Centelha. A poesia, antes de tudo, é a transfiguração da realidade em expressão de beleza e de contemplação emocional. Ela desperta a sensibilidade e os valores estéticos. Aprimora as emoções e a sensibilidade, aguça sensações. Brinca com múltiplos significados, materializa o prazer, torna a criança e o adolescente receptivos às manifestações de beleza. É comunicação, fonte de saber. É profundidade. A poesia exige introspecção porque joga com múltiplos sentidos, realçando signos e significantes. O poema demanda de seu leitor um olhar mais atento, uma ativa mobilização do lado intelectual e afetivo, requerendo um entrelaçamento contínuo de emoções e desejos, juízos e considerações. Incompatível com a passividade, a poesia leva o aluno a se perceber como sujeito construtor de significados, aquele que não se contenta com as versões recebidas, mas que questiona e transforma a realidade interior e exterior. No aluno, a poesia pode ser a centelha que deflagrará o encantamento, a inspiração, a fantástica capacidade de surpreender-se, de maravilhar-se. A poesia propõe a abertura para as diferenças. É um jogo com os sons, os ritmos, os conceitos, as experiências. A poesia não pode ser ensinada, mas vivida: o ensino da poesia é, assim, o de sua ‘descoberta’. Justamente por isso, ela exige uma ‘iniciação’, pressupõe um método próprio, um seletivo trabalho com os textos destinados a propiciar sensações que correspondem à criação do ‘estado poético’ no aluno, permitindo a expansão de sua criatividade e ampliando sua compreensão do real.

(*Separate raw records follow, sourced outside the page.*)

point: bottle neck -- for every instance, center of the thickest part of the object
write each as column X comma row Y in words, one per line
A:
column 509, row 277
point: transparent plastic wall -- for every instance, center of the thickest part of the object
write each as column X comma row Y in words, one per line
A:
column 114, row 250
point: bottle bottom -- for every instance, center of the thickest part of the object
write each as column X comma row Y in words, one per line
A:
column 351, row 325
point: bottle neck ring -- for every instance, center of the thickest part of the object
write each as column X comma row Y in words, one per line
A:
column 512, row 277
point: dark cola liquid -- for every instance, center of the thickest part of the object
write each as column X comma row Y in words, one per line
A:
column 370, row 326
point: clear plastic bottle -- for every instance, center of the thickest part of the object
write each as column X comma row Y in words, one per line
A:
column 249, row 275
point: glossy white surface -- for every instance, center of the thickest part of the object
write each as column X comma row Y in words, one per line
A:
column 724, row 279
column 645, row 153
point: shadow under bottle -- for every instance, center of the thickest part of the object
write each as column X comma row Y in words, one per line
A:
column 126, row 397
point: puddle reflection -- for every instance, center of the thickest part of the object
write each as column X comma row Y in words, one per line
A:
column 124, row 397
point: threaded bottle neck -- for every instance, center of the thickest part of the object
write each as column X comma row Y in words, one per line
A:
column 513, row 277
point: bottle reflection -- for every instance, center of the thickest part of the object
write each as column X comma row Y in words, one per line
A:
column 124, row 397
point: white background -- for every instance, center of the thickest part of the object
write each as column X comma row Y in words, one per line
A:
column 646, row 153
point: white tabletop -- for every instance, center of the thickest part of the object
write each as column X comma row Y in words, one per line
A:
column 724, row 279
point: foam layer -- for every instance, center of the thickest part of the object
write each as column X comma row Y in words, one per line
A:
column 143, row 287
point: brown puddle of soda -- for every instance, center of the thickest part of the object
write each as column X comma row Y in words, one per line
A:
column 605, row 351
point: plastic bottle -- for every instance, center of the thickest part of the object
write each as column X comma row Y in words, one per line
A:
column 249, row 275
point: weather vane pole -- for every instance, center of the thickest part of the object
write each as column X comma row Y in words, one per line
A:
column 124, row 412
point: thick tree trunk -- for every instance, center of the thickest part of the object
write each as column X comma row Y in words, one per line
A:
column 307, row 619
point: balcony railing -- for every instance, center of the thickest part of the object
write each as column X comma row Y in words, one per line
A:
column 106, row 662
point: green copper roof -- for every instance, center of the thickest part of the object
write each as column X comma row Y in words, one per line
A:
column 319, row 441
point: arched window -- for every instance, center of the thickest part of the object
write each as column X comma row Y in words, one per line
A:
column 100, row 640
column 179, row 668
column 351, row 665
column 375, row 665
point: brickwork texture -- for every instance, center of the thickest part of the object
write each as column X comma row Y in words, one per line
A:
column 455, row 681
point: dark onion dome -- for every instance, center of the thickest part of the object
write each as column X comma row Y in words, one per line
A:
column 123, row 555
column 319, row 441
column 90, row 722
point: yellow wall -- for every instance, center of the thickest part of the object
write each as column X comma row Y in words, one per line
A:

Dificuldades. O ensino da literatura, tanto no ensino fundamental quanto no médio, é realizado, geralmente, de forma empírica. O desconhecimento dos processos literários e, muitas vezes, dos próprios textos que poderiam mais facilmente chegar aos alunos – das primeiras às últimas classes – se torna mais evidente quando se trata de poesia, gênero mais difícil e pouco cultivado entre os leitores, e até professores. As dificuldades encontradas pelos professores em atingirem as crianças e adolescentes, conduzindo-os ao gosto pela literatura, e pela leitura, se tornam, no caso da poesia, altamente críticas. Por outro lado, se o trabalho desenvolvido nas universidades destinadas a preparar os futuros professores de língua e literatura enfatiza algumas questões específicas do processo literário, permanece a dificuldade do adequado tratamento metodológico para o assunto. E nesse passo surge outra dificuldade sensível – a incerteza quanto ao próprio estatuto de uma poesia para a infância e a adolescência, discutível, ao lado da evidência da necessidade de se graduarem as descobertas linguísticas, psicológicas, sensoriais, etc., na medida do próprio ritmo do desenvolvimento e dos interesses do aluno. A preocupação com o destinatário (jovem) torna-se, no caso da poesia, extremamente delicada, uma vez que a criação de uma sensibilidade para a arte, e para a criação em geral, independe dos ‘temas’ por ela veiculados, sendo muito difícil dizer que este assunto, e não aquele, pode ser apreendido poeticamente pelos alunos.